The rally featured congressmen, state representatives and activists from around the state. Austin-area Representatives Lloyd Doggett and Greg Casar critiqued education policies proposed in the Texas legislature, including Senate Bill 10, which would mandate the display of the Ten Commandments in Texas classrooms, and Senate Bill 2, which proposes a school voucher system for the state.
Leander resident Catherine Winslow came to object to the bills on behalf of her five grandchildren, who she said rely on public education as the foundation for their future.
“I want my tax dollars going to public schools for all those children,” Winslow said. “We need to up the funding that we’ve been denying them for the last six years, and what they’re proposing is like giving a crumb to a starving child. That public money doesn’t need to be going to private institutions that have no accountability. … You don’t know what indoctrination is happening (at private schools).”

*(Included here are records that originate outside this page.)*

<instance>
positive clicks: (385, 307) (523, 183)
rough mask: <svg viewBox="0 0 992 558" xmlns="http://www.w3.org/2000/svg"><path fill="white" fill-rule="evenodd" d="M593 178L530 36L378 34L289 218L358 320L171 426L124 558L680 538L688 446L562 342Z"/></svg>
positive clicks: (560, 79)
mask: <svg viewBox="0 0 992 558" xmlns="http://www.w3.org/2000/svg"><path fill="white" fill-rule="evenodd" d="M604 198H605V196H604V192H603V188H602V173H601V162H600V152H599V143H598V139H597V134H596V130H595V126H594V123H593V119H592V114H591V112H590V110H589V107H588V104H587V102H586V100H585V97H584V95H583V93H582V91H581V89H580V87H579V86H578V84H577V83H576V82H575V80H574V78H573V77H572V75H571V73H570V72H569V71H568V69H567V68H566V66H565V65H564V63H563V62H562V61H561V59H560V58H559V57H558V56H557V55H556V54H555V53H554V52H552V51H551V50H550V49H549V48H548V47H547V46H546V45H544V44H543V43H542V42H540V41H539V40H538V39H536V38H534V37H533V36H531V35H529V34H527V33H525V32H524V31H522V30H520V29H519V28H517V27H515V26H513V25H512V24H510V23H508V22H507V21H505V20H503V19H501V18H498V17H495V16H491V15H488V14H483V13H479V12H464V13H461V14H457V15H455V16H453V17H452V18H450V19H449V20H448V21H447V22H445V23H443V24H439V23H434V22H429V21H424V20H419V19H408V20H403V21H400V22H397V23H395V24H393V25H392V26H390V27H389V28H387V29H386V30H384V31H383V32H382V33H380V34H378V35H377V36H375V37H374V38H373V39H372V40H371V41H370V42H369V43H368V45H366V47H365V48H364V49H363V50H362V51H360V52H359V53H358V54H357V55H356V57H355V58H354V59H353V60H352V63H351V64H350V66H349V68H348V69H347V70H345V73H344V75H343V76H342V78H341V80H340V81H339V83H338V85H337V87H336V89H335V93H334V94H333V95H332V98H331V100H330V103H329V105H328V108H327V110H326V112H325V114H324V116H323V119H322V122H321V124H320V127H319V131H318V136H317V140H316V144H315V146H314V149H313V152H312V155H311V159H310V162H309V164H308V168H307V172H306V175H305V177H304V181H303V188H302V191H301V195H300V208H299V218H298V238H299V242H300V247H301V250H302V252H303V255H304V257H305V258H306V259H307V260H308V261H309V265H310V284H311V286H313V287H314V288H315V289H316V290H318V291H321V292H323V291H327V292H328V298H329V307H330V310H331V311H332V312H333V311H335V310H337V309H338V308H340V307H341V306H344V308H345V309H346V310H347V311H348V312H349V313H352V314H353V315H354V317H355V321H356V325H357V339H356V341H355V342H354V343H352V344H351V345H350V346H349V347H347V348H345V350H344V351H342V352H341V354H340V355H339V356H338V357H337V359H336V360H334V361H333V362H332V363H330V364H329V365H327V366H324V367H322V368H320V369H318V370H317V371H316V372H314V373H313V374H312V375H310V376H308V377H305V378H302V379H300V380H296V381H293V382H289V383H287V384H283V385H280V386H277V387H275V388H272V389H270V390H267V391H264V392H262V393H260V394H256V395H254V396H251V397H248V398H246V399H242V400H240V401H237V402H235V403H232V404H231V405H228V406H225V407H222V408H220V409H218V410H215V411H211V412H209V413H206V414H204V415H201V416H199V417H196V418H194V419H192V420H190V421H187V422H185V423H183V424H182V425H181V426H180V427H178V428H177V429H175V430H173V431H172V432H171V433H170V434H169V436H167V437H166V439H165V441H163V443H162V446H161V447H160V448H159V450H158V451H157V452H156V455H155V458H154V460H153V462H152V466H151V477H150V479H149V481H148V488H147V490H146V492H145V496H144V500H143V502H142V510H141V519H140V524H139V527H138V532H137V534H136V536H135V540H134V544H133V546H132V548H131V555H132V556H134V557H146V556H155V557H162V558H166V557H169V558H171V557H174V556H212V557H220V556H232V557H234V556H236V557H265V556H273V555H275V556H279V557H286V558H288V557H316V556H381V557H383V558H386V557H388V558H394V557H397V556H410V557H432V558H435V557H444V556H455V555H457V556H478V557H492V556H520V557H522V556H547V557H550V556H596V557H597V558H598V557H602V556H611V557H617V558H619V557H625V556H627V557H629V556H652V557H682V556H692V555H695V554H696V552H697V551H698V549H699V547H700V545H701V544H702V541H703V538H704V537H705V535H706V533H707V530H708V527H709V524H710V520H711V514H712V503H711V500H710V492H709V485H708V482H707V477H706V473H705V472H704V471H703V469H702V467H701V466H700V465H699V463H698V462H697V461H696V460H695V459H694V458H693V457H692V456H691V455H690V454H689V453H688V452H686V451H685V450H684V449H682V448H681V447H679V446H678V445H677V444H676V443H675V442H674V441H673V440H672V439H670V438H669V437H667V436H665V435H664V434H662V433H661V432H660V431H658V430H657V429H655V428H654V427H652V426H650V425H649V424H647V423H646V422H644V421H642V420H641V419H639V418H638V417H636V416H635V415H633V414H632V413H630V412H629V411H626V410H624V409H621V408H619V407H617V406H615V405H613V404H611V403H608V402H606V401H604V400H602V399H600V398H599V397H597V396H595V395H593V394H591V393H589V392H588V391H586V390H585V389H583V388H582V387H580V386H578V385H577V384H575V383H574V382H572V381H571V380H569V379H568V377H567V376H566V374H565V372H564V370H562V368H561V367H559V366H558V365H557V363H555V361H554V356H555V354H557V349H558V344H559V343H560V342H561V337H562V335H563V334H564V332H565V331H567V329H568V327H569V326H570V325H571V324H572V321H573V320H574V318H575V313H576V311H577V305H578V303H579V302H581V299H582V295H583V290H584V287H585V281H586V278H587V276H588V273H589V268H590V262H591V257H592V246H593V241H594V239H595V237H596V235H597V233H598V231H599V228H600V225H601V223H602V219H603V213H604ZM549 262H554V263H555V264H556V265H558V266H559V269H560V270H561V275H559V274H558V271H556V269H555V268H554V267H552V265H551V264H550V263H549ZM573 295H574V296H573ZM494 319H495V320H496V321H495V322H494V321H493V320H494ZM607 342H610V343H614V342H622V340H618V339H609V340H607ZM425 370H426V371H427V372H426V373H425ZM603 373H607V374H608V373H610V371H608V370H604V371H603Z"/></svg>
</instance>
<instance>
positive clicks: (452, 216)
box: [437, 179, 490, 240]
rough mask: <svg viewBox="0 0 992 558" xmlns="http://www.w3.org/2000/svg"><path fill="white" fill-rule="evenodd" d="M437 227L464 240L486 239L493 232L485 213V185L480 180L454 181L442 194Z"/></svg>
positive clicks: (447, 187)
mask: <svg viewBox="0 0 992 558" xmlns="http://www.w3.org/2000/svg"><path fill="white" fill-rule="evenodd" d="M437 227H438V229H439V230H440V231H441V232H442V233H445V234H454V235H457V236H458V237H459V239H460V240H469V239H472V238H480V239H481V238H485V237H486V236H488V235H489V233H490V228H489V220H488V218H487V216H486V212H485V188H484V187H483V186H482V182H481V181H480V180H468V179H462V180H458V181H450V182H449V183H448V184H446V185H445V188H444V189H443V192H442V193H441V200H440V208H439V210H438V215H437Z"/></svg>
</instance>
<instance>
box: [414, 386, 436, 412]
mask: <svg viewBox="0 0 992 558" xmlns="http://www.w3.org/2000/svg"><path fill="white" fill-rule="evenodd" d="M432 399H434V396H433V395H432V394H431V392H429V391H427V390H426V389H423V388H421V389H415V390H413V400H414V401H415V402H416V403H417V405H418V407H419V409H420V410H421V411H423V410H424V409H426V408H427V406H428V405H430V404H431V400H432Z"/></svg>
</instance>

Winslow said that public schools already offer choice for parents, and that giving taxpayer dollars to private schools is a misuse of those funds.
“If you want to send your kids to private school, you have the choice today to send your kids to private school,” Winslow said. “And you have some choices even in public school to be able to go to a different campus than you’re originally assigned. We know the private schools are not (located) where the kids that need (them) most are, so they don’t have access to it. That money needs to go to public schools, to teachers, to our children.”
Rep. Lloyd Doggett (D-Austin), who spoke at the rally, said in a social media post afterward that he plans to continue to speak out against the use of public funds for private education.
“We won’t stay silent as they wreck our public schools with vouchers and tax credits to shift public resources into private academies and dismantle federal aid to education,” Doggett wrote. “When public education wins, democracy wins!”
Julia, an attendee from Austin who asked to be identified by only her first name, said she is a product of public education and knows the value it can offer. However, Julia said the erosion in Texas’ public education system has been severe, making her doubt that her parents would have made the same choice for her today that they did when she was a child.
“Texas has been on a systematic (path for) multiple years of reducing the funding that we use for public education to put the system into crisis so that they can then say they’re not working and privatize the education system overall,” Julia said. “You need to fix the underlying problem before you create an unnecessary solution.”